Majid Azimi
Majid Azimi

Reputation: 5745

sleep before closing 0MQ sockets

In Code Connected book volume 1(page 23) there is a example for using PUSH, PULL messaging. Before closing sockets it uses sleep(). Here is the code:

printf("Total expected cost: %d msec\n", total_msec);
sleep(1); // Give 0MQ time to deliver

zmq_close(sink);
zmq_close(sender);
zmq_ctx_destroy(context);

What is that sleep(1) about? Is this general rule?

Upvotes: 2

Views: 182

Answers (2)

Pieter Hintjens
Pieter Hintjens

Reputation: 6669

The sleep (1) in taskvent.c and tasksink2.c were hangovers from when the examples still used 0MQ/2.2, and you can delete these two lines of code, if you're running on 0MQ/3.2. I've just done that, tested, and it works as you'd expect.

The reason: in 2.2, sockets were destroyed and messages discarded, when you terminated the context.
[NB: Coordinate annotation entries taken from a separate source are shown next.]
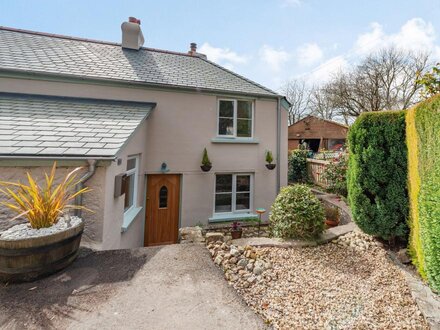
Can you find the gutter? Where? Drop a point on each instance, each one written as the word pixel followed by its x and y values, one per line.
pixel 33 157
pixel 41 75
pixel 278 144
pixel 80 185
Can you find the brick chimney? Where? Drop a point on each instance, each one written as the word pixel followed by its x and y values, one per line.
pixel 193 51
pixel 132 37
In 3.2, messages will be delivered within a timeout specified by the LINGER socket option, which is by default infinite.

There are lots of other examples that use "sleep", for good reasons:

  • to simulate a workload
  • to let a set of peers in a demo start-up and connect
  • to let a set of peers in a demo shutdown
  • to retry after an error

You can do start-up and shutdown synchronization differently but it gets more complex than we want in simple examples.

Upvotes: 3

Flyer
Flyer

Reputation: 327

Using sleep(X) is a bad habit and denote usually a bad design. ZeroMQ is not famous for it's quality of implementation.

The intent here is to wait until ZeroMQ has sent all the pending messages present in the sending queue of the ZeroMQ socket.

1 second is assumed to be long enough but there is absolutely no guaranty. Thus the program will work most of the time but not all the time.

A better way would be to periodically retrieve the number of pending messages in the sending queue and wait until this number goes down to zero. An overall timeout could be added to avoid an infinite wait.

I don't know if ZeroMQ provide a such API.